L'industrie minière a joué ses cartes avec des arguments chiffrés


Édition du 21 Décembre 2013

L'industrie minière a joué ses cartes avec des arguments chiffrés


Édition du 21 Décembre 2013

Par Suzanne Dansereau

Eric Tétrault, directeur des communications et des affaires gouvernementales chez ArcelorMittal.

Le débat minier aura été une véritable saga cette année. En septembre 2012, le Parti québécois, qui s'était fait élire sur la promesse de tirer plus de revenus de l'industrie minière, marquait le coup en donnant le portefeuille des Ressources naturelles non pas à François Gendron, qui connaît bien le monde des mines, mais à Martine Ouellet, perçue comme une «militante anti-mines» par l'industrie. Leur relation a été difficile, c'est le moins qu'on puisse dire.
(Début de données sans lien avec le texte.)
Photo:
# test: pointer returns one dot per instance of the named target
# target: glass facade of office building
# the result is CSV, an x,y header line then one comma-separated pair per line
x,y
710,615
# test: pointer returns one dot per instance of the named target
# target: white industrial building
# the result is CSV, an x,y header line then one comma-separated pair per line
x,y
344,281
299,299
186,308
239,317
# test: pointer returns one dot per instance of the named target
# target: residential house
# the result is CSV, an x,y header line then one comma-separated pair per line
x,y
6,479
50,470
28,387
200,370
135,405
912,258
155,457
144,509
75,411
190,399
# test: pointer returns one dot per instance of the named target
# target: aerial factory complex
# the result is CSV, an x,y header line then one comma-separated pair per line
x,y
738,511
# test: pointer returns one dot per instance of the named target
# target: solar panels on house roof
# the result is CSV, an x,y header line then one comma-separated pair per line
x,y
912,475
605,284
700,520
Été 2012. Campagne électorale. La publicité du Parti québécois montrant un camion minier déversant des miettes et un travailleur disant «C'est juste ça qui nous reste ?» met l'industrie en état d'alerte. Clairement, le secteur minier sera un enjeu électoral majeur. À la direction de l'Association minière du Québec, on veut ménager la chèvre et le chou. Mais chez les minières en exploitation, on fait valoir qu'il faut intervenir rapidement. Au lieu d'être réactif, il faut prendre les devants, se dit-on. Comment ? En commandant à KPMG-Secor une étude technique sur les redevances minières dans le monde.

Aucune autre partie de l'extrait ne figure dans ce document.